And all because of a TV character. A character he played on a low-rated show that became the very definition of “cult favorite.” The cult grew and grew, and it endured and endures. Largely because of Leonard Nimoy’s inscrutable take on that Vulcan cipher, Mr. Spock.
Here’s a thorough overview of his life and credits. No, Spock wasn’t the first time this Boston Jew wore pointy ears. He turned up in a sci-fi serial dressed like that more than a decade before.
And the only performance that leaps to mind post-“Star Trek” is a winning turn as Golda Meir in the Ingrid Bergman mini-series, “A Woman Called Golda” in the ’70s.
He had a directing career that began with “Night Gallery,” peaked with “Trek” III and IV, and included “Three Men and a Baby.” The only person I ever heard bad mouth him was a screenwriter of one of the failed comedies that followed that (“Funny About Love”), though I haven’t read the many “Trek” memoirs. Surely some colleague there resented him and his success and careful stewardship of the character, who popped up on many series and and movies set in that future-verse.

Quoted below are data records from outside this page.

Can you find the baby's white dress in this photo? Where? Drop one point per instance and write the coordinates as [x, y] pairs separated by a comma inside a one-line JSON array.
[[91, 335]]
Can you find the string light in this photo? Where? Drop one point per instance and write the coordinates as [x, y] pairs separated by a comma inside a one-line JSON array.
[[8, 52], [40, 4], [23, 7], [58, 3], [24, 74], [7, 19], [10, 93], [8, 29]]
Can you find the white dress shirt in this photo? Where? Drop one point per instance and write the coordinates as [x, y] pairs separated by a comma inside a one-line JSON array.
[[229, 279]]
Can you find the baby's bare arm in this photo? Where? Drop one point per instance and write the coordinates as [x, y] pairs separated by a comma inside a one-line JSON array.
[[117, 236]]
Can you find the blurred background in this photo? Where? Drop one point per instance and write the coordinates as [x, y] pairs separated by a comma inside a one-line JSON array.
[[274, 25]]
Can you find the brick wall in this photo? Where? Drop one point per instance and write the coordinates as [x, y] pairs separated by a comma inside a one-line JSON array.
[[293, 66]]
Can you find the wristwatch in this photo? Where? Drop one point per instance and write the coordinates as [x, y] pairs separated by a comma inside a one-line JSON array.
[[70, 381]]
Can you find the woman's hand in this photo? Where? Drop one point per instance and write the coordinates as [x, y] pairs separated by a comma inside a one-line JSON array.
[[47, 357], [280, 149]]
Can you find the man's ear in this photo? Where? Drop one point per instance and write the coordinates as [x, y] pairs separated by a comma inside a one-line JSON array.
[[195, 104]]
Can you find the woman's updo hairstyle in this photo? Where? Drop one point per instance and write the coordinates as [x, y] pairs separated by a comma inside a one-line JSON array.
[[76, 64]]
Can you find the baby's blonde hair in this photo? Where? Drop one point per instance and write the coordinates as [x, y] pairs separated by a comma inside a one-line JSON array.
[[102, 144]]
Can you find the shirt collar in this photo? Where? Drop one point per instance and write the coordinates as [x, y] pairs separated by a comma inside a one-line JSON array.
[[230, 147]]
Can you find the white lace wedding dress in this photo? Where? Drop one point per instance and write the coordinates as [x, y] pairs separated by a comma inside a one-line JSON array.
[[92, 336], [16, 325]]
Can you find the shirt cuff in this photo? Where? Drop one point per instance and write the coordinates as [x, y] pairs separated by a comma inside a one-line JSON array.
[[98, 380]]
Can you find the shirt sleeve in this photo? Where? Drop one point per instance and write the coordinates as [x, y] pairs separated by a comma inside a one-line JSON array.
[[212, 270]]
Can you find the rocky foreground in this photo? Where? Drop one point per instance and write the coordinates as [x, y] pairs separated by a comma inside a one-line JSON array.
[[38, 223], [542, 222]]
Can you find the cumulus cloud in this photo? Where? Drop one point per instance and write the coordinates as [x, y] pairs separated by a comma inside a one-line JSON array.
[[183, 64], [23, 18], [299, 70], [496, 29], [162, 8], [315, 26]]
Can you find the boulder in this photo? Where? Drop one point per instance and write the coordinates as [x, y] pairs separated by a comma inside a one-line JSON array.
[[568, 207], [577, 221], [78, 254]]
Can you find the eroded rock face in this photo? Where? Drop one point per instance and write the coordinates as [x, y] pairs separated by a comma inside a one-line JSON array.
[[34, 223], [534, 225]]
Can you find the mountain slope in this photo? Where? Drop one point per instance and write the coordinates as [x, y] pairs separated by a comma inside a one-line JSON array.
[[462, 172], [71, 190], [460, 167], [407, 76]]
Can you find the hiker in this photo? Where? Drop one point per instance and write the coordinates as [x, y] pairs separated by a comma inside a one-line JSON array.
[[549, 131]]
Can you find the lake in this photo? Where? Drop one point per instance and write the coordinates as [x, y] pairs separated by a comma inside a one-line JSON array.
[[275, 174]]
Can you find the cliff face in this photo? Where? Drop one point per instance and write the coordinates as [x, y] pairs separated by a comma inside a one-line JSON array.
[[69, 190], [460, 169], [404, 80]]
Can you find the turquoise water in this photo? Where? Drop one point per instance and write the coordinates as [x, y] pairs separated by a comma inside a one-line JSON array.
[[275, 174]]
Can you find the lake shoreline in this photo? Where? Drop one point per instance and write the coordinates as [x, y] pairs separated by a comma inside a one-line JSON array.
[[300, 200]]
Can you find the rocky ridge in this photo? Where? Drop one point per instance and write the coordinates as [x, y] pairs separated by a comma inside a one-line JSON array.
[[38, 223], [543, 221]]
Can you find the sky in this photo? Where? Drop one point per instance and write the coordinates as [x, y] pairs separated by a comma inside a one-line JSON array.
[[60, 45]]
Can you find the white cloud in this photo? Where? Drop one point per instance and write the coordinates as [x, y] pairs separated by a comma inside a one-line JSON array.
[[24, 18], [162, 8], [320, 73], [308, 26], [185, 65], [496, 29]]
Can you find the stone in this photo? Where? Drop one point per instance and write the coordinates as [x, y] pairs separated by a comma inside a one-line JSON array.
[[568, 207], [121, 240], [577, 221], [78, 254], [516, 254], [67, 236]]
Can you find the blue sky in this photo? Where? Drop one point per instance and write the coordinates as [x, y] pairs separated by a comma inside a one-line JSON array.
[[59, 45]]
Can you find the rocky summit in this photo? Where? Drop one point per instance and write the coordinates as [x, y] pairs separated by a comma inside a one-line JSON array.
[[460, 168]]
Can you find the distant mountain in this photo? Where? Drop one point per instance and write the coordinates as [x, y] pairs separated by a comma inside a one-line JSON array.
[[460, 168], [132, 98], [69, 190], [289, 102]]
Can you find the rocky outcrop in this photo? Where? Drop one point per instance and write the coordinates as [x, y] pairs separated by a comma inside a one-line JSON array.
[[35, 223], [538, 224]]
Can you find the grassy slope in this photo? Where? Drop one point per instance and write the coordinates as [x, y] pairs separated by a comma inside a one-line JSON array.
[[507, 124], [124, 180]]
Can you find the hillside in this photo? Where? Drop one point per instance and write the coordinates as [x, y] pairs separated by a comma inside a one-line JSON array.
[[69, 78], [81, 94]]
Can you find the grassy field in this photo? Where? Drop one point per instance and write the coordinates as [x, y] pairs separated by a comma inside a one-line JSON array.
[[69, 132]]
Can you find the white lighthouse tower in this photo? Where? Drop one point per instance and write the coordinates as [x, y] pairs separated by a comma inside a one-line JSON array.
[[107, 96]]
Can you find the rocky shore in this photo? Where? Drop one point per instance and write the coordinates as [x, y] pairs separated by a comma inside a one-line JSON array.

It was as a director that I got to spend what I regard as my best day covering film and entertainment. He was location scouting a moment he wanted to make about the original “Siamese Twins,” Chang and Eng Bunker. When they retired from being a circus sideshow act, they settled in rural N.C. “Duet for Life” I think the script was called, and Nimoy and the local film commissioner and I road around White Plains (near Mount Airy, N.C.).
Nimoy charmed the descendents at the Bunkers, visited the house they lived in, where relatives held onto the bed they slept in (even after marriage), checked out a few other period-perfect locations.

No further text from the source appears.